Yesterday we took a friend to lunch in Egmont, stopping first at the Heritage Centre so he could see the collection. Our son Forrest, a museum curator and historian, once said the little museum bats well above average for its exhibits and focus. Our friend agreed. I did what I always do which is to turn the pages of the Doriston scribbler in its protective mylar, entranced by the careful work of the children who wrote about their community, its natural history, its celebrations, its importance. I asked the man working in the museum if I could arrange to have it scanned and he was so enthusiastic. I confessed I am a writer and somehow I’d like to do something with the document although I wasn’t sure what or how. Then I looked at some more things and one of them was the green Easthope engine. If you live in a fishing community and you know older fishermen, you’ve heard stories about Easthopes. They were fairly economical, fairly reliable, and were common sources of power for fishing vessels in the 1920s and 30s. Looking at the Easthope yesterday, I felt that old familiar shimmer. Remember this, take account of this. It’s important.

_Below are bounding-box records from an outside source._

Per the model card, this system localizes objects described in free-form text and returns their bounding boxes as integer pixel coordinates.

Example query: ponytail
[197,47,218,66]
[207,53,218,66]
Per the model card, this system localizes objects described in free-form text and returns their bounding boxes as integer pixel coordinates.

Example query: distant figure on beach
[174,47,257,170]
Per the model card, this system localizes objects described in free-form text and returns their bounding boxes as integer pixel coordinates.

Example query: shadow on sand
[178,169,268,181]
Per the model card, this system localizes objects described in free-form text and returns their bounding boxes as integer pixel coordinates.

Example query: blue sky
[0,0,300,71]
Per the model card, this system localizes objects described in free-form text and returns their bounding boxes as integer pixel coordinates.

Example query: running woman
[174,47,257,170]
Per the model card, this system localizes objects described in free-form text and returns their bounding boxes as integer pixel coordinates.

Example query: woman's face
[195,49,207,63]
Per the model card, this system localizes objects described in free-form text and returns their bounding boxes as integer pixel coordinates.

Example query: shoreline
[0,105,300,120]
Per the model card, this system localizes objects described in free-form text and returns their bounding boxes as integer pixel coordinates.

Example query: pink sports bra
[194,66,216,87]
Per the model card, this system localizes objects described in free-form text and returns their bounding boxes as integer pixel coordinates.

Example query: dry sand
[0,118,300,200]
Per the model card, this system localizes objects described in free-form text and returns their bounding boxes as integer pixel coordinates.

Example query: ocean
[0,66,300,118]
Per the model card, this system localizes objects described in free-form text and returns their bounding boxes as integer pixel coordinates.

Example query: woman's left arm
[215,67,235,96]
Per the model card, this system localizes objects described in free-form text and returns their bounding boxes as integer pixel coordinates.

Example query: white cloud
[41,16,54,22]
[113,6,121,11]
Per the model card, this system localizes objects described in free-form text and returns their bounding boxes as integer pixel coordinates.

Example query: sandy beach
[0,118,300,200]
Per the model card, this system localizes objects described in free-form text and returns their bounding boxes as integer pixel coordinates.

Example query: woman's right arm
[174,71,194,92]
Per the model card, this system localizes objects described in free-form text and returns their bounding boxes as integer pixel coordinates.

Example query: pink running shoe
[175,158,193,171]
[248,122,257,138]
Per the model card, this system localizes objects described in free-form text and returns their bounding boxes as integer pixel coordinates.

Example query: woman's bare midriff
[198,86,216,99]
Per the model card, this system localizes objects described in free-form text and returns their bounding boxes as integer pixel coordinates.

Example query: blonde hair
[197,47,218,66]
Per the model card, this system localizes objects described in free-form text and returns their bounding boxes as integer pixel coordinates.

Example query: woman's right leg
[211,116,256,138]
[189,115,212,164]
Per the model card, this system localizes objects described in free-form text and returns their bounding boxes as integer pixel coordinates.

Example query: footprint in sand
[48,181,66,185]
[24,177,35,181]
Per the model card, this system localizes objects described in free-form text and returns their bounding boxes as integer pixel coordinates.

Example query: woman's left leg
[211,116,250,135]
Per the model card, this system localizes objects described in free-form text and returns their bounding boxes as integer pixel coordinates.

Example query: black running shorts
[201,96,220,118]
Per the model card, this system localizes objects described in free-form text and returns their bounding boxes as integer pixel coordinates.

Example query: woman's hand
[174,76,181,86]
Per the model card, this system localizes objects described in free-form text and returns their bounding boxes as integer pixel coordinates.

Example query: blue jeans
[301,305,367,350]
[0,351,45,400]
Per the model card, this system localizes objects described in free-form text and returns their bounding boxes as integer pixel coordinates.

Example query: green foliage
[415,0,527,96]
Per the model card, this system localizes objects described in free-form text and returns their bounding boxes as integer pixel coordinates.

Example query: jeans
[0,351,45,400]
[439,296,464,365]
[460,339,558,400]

If you’d asked me a few days ago what Lviv, Doriston, a green Easthope engine in the Egmont Heritage Centre have in common, I’d have rolled my eyes. Nothing. But somehow they do. Somehow I will find out by writing about them singly and together and will figure out a pattern, a coherence. When I came home from our lunch on a deck overlooking Jervis Inlet, I opened the file I began a month ago, the one with the two women, one in Lviv and one in a small coastal community that is no longer Sooke but Egmont, and because the file only had a note on it and no title, I typed a title that gives me such excitement and anticipation: Easthope. (And yes, mine was that voice in the dark last night, asking John if he was asleep. Not quite, he replied drowsily. Can you describe how single and two cylinder engines work, kind of simply? Tomorrow, was the answer.)